La denuncia, impulsada por la Asociación Madres del Dolor, puso el foco en la paralización de expedientes sensibles. Según detalló el abogado de la querella en declaraciones a Medios Rioja, los números de la auditoría fueron determinantes para la apertura del proceso: «De 10 causas que le llegaban a la señora, resolvía dos con suerte. Eso es lo que reveló el Tribunal Superior de Justicia».
El letrado explicó que el informe oficial detectó un índice de resolución de apenas el 18%, una estadística que calificó de «alarmante». Si bien el comunicado oficial del TSJ fue escueto, la admisión de la denuncia abre un plazo de 15 días para definir la situación procesal de la magistrada.
El caso Collante, el punto de quiebre
El detonante de la presentación judicial fue la investigación por el homicidio de Gustavo Collante, una causa en la que se cuestionó severamente el accionar de Loureiro. «El punto de inflexión vino por la causa Chumbita, que se está tratando por el homicidio de Gustavo Collante, en donde la jueza nos nulificó pruebas de alcoholemia que benefician al imputado», señaló el representante legal.

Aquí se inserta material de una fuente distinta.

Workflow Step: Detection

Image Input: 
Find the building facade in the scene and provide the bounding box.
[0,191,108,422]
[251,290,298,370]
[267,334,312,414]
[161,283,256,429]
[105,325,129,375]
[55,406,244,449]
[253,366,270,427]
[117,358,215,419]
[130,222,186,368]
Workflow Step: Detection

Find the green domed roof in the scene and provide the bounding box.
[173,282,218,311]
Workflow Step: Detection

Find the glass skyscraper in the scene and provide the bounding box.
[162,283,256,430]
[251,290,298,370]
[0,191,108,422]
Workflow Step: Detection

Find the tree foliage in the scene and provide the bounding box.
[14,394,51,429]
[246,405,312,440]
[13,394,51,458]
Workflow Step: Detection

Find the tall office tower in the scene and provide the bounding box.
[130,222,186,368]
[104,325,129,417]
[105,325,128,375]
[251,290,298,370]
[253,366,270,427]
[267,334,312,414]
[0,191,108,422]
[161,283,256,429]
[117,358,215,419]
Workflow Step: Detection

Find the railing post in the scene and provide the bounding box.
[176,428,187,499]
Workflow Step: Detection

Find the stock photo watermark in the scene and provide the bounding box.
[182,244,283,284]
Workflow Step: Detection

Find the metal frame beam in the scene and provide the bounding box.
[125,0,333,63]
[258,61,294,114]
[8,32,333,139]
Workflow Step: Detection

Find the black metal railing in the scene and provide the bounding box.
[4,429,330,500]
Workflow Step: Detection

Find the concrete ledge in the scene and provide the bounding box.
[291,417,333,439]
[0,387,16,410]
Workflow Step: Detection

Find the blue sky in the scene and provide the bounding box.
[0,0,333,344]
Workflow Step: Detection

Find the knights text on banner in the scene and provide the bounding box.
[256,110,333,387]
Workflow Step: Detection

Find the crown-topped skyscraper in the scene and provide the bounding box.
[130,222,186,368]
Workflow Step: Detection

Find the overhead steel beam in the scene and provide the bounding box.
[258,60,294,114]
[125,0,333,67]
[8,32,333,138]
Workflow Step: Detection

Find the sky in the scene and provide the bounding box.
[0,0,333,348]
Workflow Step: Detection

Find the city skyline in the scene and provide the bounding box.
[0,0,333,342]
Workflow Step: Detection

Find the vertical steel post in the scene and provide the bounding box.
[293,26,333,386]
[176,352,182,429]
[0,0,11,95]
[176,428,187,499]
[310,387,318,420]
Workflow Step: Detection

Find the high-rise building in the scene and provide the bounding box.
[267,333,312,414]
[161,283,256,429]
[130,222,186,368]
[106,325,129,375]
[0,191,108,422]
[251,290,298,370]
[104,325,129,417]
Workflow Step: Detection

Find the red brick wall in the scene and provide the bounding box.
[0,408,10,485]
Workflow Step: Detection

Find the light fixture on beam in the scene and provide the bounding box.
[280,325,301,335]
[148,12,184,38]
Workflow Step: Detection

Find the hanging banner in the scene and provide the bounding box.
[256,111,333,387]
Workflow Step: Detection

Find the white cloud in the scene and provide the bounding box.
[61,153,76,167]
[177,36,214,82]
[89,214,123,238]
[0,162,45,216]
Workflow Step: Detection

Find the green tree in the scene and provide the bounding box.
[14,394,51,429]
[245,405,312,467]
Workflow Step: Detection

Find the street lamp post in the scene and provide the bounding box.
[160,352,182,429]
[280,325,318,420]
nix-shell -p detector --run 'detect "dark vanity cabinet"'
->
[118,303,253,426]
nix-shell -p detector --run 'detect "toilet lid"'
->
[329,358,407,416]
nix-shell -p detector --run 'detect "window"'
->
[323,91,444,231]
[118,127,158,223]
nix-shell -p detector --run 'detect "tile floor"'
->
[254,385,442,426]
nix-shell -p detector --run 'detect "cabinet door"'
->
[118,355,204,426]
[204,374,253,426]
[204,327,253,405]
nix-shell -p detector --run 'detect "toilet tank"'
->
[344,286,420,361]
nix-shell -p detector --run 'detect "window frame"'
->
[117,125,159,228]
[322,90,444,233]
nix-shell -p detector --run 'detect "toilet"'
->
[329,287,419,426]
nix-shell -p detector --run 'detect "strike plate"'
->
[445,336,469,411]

A partir de este hecho, la Asociación Madres del Dolor decidió intervenir y patrocinar la denuncia ante el Consejo. No es el único expediente bajo la lupa; también se mencionaron irregularidades en la causa de Santiago Xima, un joven hallado muerto en la ruta a Olta, cuyo caso fue caratulado inicialmente como accidente y archivado pese a las dudas de la familia.
«Hay muchos casos, muertes que nunca se han llegado a resolver», agregó el abogado, quien recordó que en el caso Xima «todo indicaba que no era así» (un simple accidente), pero la causa se cerró argumentando falta de testigos.
Marcha y reclamo social
La situación generó un fuerte malestar en la comunidad de Chamical. Desde la querella confirmaron que la Asociación Madres del Dolor convocó a una marcha frente a los tribunales para «poner en visibilidad el caso y el reclamo».
El letrado también apuntó contra la dirigencia política local por la falta de intervención durante la última década: «Hay una ausencia total de presencia de los representantes que tenemos en Chamical, diputados e intendentes. Esta situación viene hace 10 años y nunca han realizado nada».
Finalmente, el abogado aclaró que la admisión de la denuncia bloquea cualquier intento de la magistrada de evitar el proceso mediante el retiro: «Habiendo admitido la denuncia, no corresponde beneficios de jubilación. Tiene que continuar, es una situación que tiene que dar una respuesta a la ciudadanía».